Its schoolboy protagonist, the spectacularly named Baxter Zevcenko, finds himself on a mission to rescue his girlfriend from forces unknown, acquiring plot tokens and magical powers on the way. So far, so Potter.
But his school – a pivotal and vividly described location for the novel’s early scenes – is no Hogwarts, reeling from the impact of gang warfare and the aftermath of a pupil’s murder. Baxter himself is thriving there, masterminding a porn distribution network with his friends and accomplices.
His Holden Caulfield-style first-person narration is one of Apocalypse’s triumphs. Despite his porn business and general air of superiority, Baxter’s funny, insightful and crucially, he’s likeable. He surprises himself as he discovers he’s willing to move heaven and earth for the people he cares about.
This is fortunate, because that’s exactly what he has to do.
Baxter’s school experience prepares him well for the only marginally more dangerous and Darwinian supernatural underworld of Cape Town to which his quest takes him.
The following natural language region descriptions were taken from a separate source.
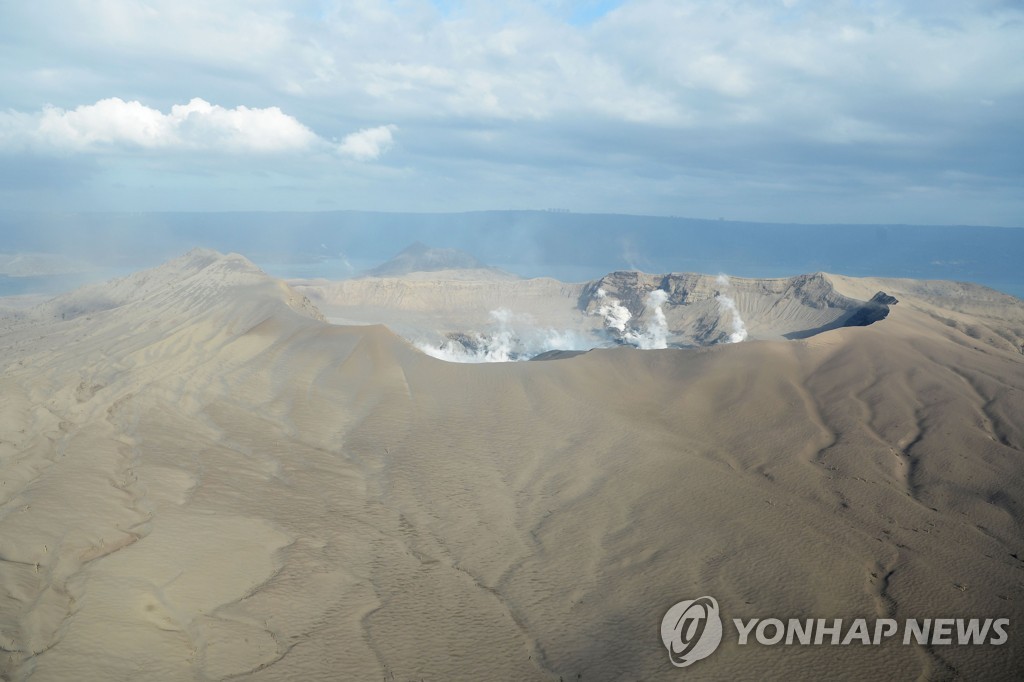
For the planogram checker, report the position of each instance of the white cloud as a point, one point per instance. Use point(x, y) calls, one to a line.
point(369, 143)
point(114, 124)
point(198, 125)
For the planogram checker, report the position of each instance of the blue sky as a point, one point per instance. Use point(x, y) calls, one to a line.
point(788, 111)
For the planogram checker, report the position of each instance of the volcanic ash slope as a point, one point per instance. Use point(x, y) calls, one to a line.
point(202, 479)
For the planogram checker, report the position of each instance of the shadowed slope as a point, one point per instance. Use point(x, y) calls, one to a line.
point(257, 493)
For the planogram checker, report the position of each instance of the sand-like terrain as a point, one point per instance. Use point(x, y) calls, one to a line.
point(202, 479)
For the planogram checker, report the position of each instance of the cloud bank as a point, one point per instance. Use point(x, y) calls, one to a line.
point(198, 125)
point(785, 111)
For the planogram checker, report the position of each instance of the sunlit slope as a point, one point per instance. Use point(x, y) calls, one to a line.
point(201, 479)
point(699, 309)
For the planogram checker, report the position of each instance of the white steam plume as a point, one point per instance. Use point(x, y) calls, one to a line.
point(504, 343)
point(616, 317)
point(615, 314)
point(728, 304)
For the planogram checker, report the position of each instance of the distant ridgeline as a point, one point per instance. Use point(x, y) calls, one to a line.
point(568, 246)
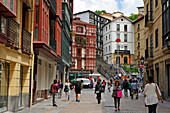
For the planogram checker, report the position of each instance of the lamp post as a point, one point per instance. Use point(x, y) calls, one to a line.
point(168, 41)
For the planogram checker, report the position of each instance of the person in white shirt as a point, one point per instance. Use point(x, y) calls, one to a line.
point(151, 98)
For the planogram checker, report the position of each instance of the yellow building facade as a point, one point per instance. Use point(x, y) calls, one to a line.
point(16, 54)
point(157, 55)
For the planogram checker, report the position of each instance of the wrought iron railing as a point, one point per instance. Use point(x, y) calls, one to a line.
point(26, 41)
point(53, 44)
point(13, 32)
point(53, 5)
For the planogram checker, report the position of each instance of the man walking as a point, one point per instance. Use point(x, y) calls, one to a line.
point(77, 89)
point(125, 87)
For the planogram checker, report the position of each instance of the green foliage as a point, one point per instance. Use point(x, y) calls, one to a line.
point(133, 16)
point(100, 12)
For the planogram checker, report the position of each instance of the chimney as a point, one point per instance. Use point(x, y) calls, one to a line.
point(77, 18)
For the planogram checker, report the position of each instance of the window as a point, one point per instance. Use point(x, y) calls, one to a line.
point(156, 3)
point(118, 35)
point(138, 26)
point(125, 28)
point(118, 27)
point(125, 47)
point(37, 15)
point(3, 25)
point(125, 37)
point(36, 34)
point(156, 38)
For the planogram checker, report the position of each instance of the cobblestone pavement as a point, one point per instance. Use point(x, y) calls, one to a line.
point(88, 104)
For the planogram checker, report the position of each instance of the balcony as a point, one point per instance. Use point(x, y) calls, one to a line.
point(53, 44)
point(11, 37)
point(26, 41)
point(7, 8)
point(149, 54)
point(53, 6)
point(149, 19)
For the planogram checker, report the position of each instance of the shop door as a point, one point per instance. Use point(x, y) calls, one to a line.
point(4, 83)
point(20, 87)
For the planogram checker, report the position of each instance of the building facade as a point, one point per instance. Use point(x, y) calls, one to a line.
point(123, 52)
point(157, 55)
point(67, 17)
point(47, 46)
point(95, 19)
point(139, 40)
point(16, 54)
point(83, 48)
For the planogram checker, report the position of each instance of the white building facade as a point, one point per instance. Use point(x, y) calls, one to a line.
point(123, 29)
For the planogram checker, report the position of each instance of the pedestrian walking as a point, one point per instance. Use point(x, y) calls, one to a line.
point(54, 90)
point(125, 87)
point(133, 89)
point(152, 94)
point(109, 86)
point(98, 92)
point(60, 84)
point(130, 83)
point(67, 90)
point(104, 85)
point(77, 89)
point(117, 94)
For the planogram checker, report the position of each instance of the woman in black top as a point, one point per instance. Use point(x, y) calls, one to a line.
point(97, 91)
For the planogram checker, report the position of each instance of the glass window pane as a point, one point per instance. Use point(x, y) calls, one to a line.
point(36, 34)
point(37, 15)
point(3, 25)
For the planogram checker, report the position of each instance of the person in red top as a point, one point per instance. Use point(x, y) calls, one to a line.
point(54, 89)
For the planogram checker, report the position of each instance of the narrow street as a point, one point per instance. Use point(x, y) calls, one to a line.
point(88, 104)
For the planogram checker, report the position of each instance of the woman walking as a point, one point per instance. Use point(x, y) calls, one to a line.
point(67, 90)
point(152, 93)
point(116, 89)
point(97, 91)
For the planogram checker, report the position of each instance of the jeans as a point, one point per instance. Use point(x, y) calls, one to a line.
point(152, 108)
point(117, 99)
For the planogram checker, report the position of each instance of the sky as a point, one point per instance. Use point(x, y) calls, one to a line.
point(125, 6)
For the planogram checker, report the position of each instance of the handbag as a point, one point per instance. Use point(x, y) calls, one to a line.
point(119, 93)
point(157, 93)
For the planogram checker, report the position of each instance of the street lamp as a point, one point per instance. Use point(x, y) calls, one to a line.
point(168, 41)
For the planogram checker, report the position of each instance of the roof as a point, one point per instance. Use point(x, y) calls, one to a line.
point(139, 19)
point(118, 18)
point(89, 11)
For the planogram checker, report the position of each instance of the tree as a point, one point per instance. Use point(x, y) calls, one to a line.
point(100, 12)
point(133, 16)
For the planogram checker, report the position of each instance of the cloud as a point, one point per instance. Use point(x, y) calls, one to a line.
point(130, 6)
point(93, 5)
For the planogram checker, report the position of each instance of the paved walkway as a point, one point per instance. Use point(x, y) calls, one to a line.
point(88, 104)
En route to finding his girlfriend, he meets African legends walking the earth, experiences psychic flashbacks to his Boer ancestors, tangles with occult Government operatives and parasitic spiders, and – as advertised in the title – finds himself staring the end of the world in the face.
Our hero’s adult guide through this world, Dr Jackie Ronin, is another of the book’s trump cards. An approximate hybrid of John McClane, Catweazle and Dr Gonzo, this special forces veteran and self-proclaimed occult detective is a great foil for Baxter and a confirmed scene-stealer.
Reviewing a first novel is essentially looking for promise – and there’s much promise to find in Apocalypse. It’s cute, fast-paced and offers an appealing mix of old, new, borrowed and blue (movies). And it’s always pleasing to encounter a modern-dressed fantasy not mining the exhausted seams of Norse or Greek mythology for inspiration.
But it’s not quite the complete package.
Structurally, considerable time is spent in the first few chapters introducing the school, the conflicts within it and Baxter’s gang of friends, only for all this to be sidelined for much of the kidnapping which starts fifty pages in. It isn’t a long book, but even so it feels like two plots – the home front and the quest – have been stitched together in a way that you can still see the joins.
Apocalypse’s brevity also exacerbates the sense that Baxter’s assumption of his ancestral powers hasn’t been properly earned. He doesn’t have to work for his magic, and even poster boys for wish fulfilment like our Harry have to do that. The final showdown manages to amplify this power-trip to ridiculous proportions while also being a tonal misstep into Michael Bay-does-giant-robots territory.
These slips, together with some plot contrivances that don’t bear too close investigation, bear out a sense that Human lacks full control of his material. Yet the quality of the narration, the novelty of the setting and the subversive homage of the premise combine to make Apocalypse a punchy read and an auspicious beginning.
Looking forward to reading the sequel? You bet.